The plots also illustrate that in general, more flood tweets seemed to be linked to higher levels of flood damage over the study period, as the points roughly go from the bottom left-hand corner to the top right-hand corner of the diagrams. This relation is influenced by many other factors, including (but not limited to) variations in the extent of Twitter usage per country, language use per country, and keyword selection, and is therefore by no means strong enough to have any predictive power after regression analysis. That said, the existence of this relationship was in line with expectations. Namely, in countries that suffered from disastrous flood events that caused significant damage, a substantial number of tweets about flooding were generated. This illustrates that the algorithm seemed to be successful in capturing flood events around the globe.

Validation of TAGGS

To properly validate TAGGS, we defined a golden standard with manually tagged tweets. To the best of our knowledge, no other study provides a global dataset focusing on a specific event type. Therefore, we compile a random dataset using 2785 flood-related tweets from two separate days and manually assign locations to the tweets.

  • Dec 12, 2015: To check if our model properly for small flood events in multiple languages, we selected a day during which multiple such events occurred across the globe, including in Indonesia, India, Kenya, Congo, Norway, the UK, Canada, and Paraguay (1282 tweets).

  • Dec 27, 2015: When the number of tweets that mentioned a specific location is higher, the probability of sufficient metadata being available is also higher. Therefore, we validated our algorithm on a date with multiple large events. On the date in question, several major floods received global news coverage, including floods in the USA, the UK, and Argentina (1503 tweets).

Each tweet can be labeled with one, multiple, or no locations at all. We recognized all mentions of locations on the different administrative levels that we apply the algorithm to (i.e., country, administrative subdivisions and cities, towns, and villages), including abbreviations, shorter versions, and slang, but excluded possessive pronouns (e.g., the Irish weather) and mentions of geographical features within towns and other geographical features, such as valleys and rivers. We do include location mentions when they are combined with other words (e.g., #leedsfloods) but exclude any information in the Twitter handles (e.g., @PakistanToday) because these locations are not necessarily related to the location of a possible event.

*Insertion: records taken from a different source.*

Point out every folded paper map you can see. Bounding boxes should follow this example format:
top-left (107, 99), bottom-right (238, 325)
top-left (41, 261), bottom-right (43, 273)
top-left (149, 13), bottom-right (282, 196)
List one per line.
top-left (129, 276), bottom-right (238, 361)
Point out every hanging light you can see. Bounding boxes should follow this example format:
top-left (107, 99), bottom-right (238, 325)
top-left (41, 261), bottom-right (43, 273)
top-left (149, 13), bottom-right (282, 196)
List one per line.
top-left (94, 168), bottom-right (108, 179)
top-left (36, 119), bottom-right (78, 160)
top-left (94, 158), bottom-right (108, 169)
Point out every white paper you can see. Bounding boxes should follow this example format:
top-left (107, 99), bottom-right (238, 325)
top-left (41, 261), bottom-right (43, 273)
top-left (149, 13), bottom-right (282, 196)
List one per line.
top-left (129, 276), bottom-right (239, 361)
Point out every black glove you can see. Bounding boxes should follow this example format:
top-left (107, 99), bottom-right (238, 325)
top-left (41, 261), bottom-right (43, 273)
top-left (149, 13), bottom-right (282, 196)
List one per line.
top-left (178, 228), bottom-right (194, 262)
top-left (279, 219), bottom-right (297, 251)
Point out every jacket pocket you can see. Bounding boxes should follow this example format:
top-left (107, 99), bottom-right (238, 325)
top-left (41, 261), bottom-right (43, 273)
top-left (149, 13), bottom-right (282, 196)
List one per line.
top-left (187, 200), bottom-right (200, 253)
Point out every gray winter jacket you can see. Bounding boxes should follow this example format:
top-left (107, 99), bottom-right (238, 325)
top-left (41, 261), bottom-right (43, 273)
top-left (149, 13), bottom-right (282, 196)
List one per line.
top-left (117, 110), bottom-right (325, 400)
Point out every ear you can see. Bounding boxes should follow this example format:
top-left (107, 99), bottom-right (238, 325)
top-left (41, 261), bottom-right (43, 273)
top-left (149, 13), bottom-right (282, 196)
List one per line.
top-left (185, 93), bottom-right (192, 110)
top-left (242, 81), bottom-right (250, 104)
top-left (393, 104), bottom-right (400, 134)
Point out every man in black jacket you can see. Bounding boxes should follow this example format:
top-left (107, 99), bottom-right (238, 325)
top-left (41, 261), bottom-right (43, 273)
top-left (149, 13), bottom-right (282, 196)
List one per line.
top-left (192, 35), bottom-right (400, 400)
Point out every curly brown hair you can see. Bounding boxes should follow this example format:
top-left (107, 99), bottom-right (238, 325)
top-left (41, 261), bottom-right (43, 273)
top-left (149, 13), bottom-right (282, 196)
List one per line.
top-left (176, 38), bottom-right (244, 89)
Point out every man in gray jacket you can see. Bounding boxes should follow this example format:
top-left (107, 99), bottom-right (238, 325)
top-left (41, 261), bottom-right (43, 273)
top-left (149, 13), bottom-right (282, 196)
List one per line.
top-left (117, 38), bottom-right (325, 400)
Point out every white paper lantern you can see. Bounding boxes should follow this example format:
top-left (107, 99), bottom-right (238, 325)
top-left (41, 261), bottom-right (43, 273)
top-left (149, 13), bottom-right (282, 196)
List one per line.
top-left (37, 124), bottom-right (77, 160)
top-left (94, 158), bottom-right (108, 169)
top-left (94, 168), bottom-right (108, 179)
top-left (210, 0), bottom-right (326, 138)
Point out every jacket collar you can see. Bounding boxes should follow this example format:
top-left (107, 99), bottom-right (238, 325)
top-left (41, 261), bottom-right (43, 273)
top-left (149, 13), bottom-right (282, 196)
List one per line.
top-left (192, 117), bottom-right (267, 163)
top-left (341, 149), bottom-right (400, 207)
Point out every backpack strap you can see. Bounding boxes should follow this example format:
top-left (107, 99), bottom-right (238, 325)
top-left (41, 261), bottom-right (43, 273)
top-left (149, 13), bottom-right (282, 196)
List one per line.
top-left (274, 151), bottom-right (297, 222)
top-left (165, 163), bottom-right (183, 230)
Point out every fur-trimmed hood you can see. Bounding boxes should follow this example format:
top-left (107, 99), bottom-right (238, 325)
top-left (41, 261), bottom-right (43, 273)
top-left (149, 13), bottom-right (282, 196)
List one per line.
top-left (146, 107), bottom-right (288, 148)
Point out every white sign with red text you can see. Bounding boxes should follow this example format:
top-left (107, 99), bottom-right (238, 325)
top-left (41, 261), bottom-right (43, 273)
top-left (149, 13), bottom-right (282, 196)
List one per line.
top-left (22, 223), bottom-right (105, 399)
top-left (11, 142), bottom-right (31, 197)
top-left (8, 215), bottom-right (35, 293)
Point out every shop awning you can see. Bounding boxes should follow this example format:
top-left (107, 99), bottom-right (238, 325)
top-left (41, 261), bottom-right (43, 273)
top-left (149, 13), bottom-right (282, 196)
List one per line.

Using the manual approach, of the 2785 total tweets in our validation set, we found 2079 references to countries, administrative subdivisions and cities, towns, and villages in 1497 tweets. Then, we compared the manually labeled tweets to both the automated individual and automated grouped geoparsing (TAGGS) approaches. For individual geoparsing, we use the location metadata but did not consider other tweets mentioning the same geographical entities, similar to Schulz et al. (2013).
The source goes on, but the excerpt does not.